Photo by Omar Waheed.

A group of Madison high schoolers graduated from a pre-apprenticeship program last week after getting a chance to explore careers in the trades.

On May 31, the students graduated as the second cohort from the Boys and Girls Club of Dane County’s Pre-Apprenticeship Program. For four months, 18 students made rounds through local trade unions from electricians to sheet metal workers to explore what a career in the trades looks like and a starting point in their post high school plans.

For this round of the program, BGCDC partnered with Wisconsin Laborers’ District Council, part of Laborers’ International Union of North America. Kent Miller, president of Wisconsin Laborers’ District Council, gave a keynote speech to the graduating class highlighting the important steps students are taking to secure a better future.

“Everything you guys are learning is going to give you more opportunities in the future,” Miller said. “It was always said that you need a two-year or four-year college [degree] to land in the middle class, I was even told that myself.”

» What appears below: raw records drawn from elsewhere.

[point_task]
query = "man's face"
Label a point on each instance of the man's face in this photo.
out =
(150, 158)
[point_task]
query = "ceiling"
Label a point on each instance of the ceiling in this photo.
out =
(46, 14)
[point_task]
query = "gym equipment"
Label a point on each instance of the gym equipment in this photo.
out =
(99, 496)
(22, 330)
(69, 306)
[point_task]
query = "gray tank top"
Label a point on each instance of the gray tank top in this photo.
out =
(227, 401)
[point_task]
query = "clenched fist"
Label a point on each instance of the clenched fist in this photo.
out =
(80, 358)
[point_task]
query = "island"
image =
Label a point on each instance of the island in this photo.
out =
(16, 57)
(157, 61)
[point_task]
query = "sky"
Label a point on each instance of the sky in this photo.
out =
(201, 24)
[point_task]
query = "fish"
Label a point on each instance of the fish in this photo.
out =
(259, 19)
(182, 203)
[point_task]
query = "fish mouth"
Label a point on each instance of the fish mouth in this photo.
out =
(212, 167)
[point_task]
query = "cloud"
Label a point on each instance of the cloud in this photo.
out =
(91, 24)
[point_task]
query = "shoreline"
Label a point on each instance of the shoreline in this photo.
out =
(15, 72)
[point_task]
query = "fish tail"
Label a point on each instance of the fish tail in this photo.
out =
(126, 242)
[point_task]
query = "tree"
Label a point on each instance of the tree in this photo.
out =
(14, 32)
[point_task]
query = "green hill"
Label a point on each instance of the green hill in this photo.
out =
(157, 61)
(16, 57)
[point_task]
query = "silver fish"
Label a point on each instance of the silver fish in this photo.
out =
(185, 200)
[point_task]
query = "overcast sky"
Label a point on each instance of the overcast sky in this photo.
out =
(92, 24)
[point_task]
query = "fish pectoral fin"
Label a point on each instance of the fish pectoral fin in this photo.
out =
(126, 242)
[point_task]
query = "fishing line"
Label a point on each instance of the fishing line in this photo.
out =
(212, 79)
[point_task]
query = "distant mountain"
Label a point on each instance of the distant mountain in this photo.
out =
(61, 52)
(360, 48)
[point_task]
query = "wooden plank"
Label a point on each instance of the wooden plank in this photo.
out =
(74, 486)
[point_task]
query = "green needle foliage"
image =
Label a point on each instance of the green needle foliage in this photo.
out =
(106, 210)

Miller, who is a third generation tradesman, was discouraged by his father and grandfather to pursue the trades. He was told that they “Would rather see me in college than dig ditches.”

Miller points at the stigmas of backbreaking work and lack of dignity in being a manual laborer. He said he’s noticed recently a change, with the trades being seen as more dignified, ripe with more opportunities, better pay, benefits and, most importantly, becoming more diverse. He sees trades as now an equitable path for a journey to the middle class.

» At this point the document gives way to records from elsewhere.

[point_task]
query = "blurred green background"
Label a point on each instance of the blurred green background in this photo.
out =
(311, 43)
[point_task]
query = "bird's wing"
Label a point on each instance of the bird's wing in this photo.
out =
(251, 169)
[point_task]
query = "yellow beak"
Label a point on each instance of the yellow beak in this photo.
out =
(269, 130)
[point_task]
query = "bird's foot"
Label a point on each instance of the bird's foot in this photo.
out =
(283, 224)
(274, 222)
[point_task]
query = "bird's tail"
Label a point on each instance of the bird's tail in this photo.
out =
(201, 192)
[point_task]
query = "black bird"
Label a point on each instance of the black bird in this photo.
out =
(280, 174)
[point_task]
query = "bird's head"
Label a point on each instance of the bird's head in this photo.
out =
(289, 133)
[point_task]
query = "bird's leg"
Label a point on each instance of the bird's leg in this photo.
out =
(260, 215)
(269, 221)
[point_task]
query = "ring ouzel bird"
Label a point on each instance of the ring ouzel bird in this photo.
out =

Kent Miller. Photo by Omar Waheed.

Students throughout the program all had their individual ideas on what they wanted to pursue. Kiki Turvey, a student at West High School, had an initial idea of what she wanted, but changed after cycling through the courses.

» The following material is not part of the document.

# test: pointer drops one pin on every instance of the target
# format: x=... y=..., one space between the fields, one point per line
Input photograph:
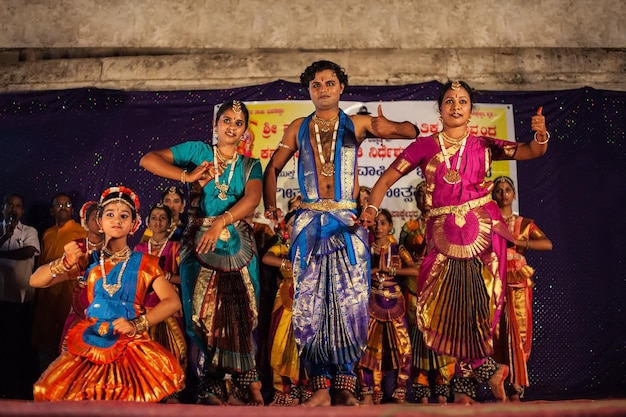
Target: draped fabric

“It’s hard to say what I’ve learned because there’s simply so much. Since day one we’ve been learning,” Turvey said. “My personal favorite was green construction. I love green construction and having Rick explain it in a kind and understanding way was definitely one of my favorite courses.”

Turvey found her passion to become an arborist throughout the program. While not one of the trades students went through, she realized that she wanted to pursue something in conservation after her experience with green construction.

Turvey was able to utilize the program and connections to find work in the industry. Instructors, who’ve come to know the students, knew that her plans changed multiple times, but Turvey found support to move forward in conservation. She will be working with Sustain Dane starting this summer.

But finding paths in their lives isn’t all students experience. While learning about sheet metal, students bonded over hunkering down during May’s storms. Yovani Ramirez, a sophomore at Memorial High School, recalled it being one his favorite moments as the unique sounds rang from the storm against the metal.

Ramirez went into the program looking to be an electrician, but after touring through the concrete mason portion of the program, he’s looking to pursue that and is looking for a job this summer.

Students with their first touch in the trades under arm aim to continue the path and look for work over the summer.